Au nom des Accords de Dublin, le statut de réfugié politique est refusé à un militant de gauche turc qui craint incarcération et torture.
Une pétition lancée par la Maison populaire de Genève demande la libération de Monsieur Y., requérant d'asile turc détenu au centre de Frambois. Risquant l'expulsion forcée, il fait la grève de la faim depuis huit jours. Selon Nadine Mudry, secrétaire adjointe au Département de la sécurité, de la police et de l'environnement, «il reçoit le suivi médical requis par la procédure». M. Y. a déposé une demande d'asile en mars dernier. L'Office fédéral des migration a pris la décision de non-entrée en matière en juin. Contrairement à ce qu'affirment les pétitionnaires, Henri Rothen, chef du service de la population de l'Etat de Vaud, certifie que M. Y. a déjà déposé une demande d'asile en Grèce le 29 octobre 2008. Liée par les accords de Dublin qui visent à empêcher qu'une requête d'asile soit examinée simultanément dans plusieurs pays membres, la Suisse exige le retour du requérant en Grèce.
«Une procédure correcte»
«La procédure a été très correcte, explique M. Rothen. Nous favorisons toujours le départ volontaire du requérant débouté. M. Y. a été avisé qu'il irait en prison s'il refusait de quitter la Suisse.» Il a donc été arrêté le 7 octobre dernier au centre d'accueil de Lausanne. «S'il refuse toujours de partir, nous serons contraints de procéder à un renvoi forcé.»

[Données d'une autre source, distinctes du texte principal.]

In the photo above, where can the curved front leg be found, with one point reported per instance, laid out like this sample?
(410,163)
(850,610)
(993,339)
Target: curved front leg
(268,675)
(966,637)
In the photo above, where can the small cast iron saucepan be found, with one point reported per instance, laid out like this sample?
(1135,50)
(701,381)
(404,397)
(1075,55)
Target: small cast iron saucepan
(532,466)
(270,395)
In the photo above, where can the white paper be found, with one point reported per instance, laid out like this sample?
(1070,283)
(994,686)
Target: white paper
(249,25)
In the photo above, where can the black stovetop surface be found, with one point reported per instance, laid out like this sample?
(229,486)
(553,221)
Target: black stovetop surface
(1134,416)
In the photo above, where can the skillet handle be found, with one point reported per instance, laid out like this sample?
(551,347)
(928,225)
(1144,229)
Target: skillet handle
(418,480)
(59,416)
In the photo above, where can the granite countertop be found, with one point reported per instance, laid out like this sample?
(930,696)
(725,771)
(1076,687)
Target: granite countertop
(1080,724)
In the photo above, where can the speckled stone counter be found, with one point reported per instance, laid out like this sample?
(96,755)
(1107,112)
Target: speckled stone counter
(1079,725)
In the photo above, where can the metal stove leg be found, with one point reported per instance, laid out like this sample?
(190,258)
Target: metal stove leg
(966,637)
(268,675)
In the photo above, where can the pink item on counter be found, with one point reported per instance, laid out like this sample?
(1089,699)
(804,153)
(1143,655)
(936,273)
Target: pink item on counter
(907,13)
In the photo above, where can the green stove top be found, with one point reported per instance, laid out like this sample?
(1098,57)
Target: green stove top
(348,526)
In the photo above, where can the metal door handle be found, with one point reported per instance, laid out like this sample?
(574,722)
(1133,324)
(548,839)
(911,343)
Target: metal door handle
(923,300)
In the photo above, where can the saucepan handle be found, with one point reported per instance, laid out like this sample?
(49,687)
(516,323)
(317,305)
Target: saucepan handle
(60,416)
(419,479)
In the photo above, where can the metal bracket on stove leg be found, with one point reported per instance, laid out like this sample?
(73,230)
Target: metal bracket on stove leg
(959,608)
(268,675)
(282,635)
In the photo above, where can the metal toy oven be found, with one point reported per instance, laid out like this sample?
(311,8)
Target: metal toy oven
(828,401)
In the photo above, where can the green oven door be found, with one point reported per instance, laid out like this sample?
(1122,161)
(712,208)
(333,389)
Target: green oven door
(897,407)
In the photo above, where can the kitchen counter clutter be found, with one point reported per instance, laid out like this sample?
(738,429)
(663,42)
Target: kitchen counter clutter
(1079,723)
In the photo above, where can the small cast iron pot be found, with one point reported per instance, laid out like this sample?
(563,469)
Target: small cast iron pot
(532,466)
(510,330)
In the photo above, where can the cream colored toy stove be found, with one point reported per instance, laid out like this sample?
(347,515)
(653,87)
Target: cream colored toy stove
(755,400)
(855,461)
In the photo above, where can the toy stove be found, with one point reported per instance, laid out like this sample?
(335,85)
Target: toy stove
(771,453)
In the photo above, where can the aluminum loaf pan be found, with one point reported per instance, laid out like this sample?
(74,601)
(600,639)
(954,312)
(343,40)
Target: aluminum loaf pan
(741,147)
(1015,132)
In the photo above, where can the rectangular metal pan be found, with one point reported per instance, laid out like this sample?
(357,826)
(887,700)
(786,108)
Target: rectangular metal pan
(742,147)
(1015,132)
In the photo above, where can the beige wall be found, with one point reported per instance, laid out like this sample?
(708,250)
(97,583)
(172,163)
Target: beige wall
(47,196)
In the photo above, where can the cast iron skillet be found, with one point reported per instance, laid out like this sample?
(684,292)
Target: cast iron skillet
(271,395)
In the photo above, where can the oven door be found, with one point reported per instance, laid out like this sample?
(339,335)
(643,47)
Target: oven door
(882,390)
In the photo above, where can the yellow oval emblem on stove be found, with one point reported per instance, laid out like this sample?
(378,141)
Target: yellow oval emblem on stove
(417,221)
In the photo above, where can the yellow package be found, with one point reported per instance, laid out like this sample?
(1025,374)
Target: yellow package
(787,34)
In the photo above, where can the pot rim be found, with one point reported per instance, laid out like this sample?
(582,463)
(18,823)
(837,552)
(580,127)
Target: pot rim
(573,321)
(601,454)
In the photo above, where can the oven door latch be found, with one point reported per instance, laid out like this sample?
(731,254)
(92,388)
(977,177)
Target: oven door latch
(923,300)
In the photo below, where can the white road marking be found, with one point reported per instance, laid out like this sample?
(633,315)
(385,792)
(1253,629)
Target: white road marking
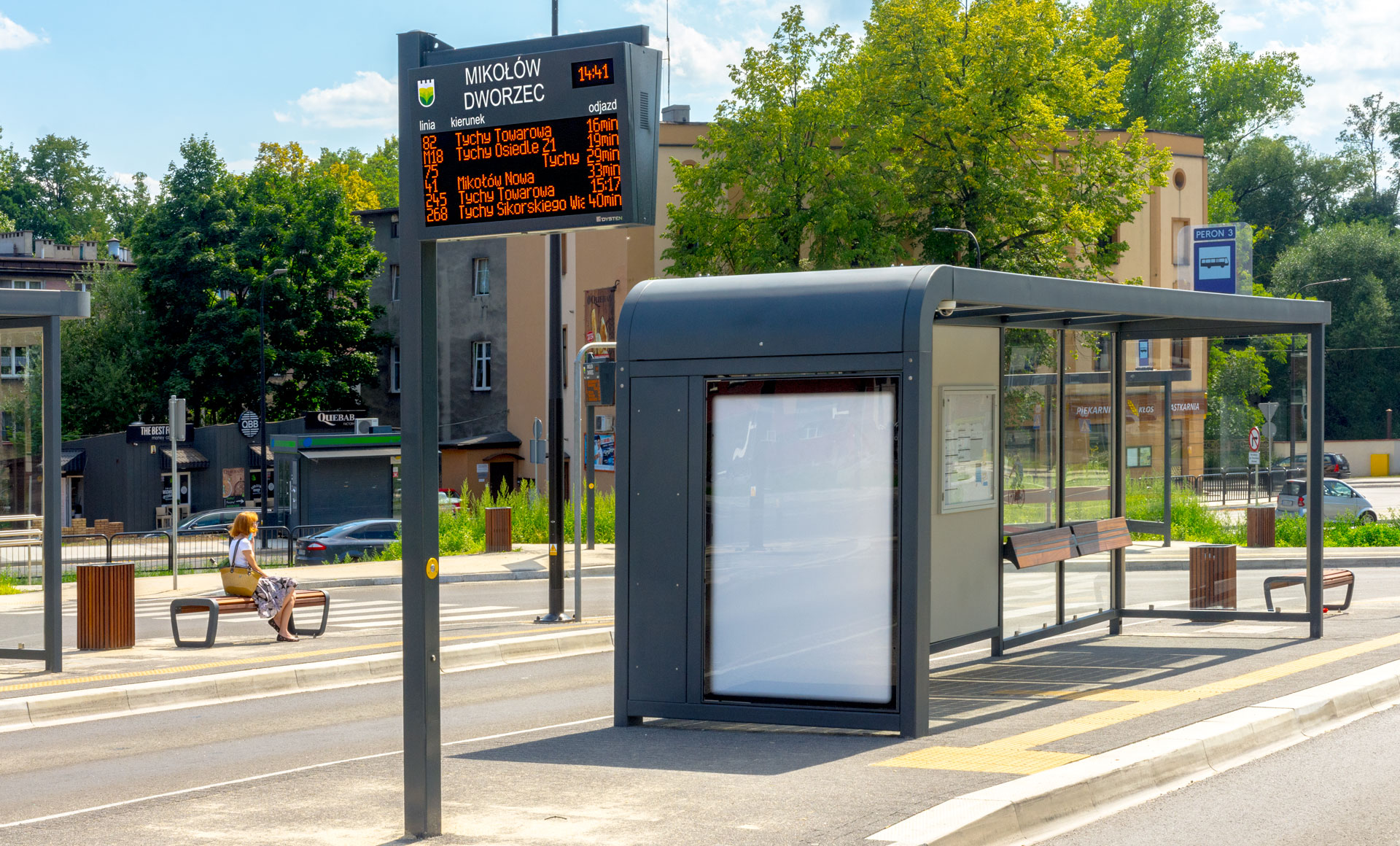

Selon les dires de Demir Sönmez, de la Maison populaire, le requérant aurait été impliqué dans l'hebdomadaire turc Yürüyüs, à orientation socialiste révolutionnaire, ainsi que dans l'association de soutien aux familles de prisonniers politiques Tayad. Pour ces raisons, il aurait été condamné à trois ans de prison ferme et risquerait jusqu'à vingt ans dans une deuxième procédure en cours.
Le journal est actuellement interdit en Turquie et ce n'est pas la premières fois que ses défenseurs payent très cher leur militantisme.
Un retour en Turquie?
Amnesty International et Human Rights Watch avaient réclamé justice pour le jeune Ferhat Gercek, 18 ans, qui, en 2007, avait été paralysé à vie par des tirs policiers parce qu'il distribuait Yürüyüs dans les rues d'Istanbul. L'année suivante, alors qu'il contestait l'impunité de ce crime en compagnie d'autres militants, Engin Çeber avait été arrêté et torturé à mort.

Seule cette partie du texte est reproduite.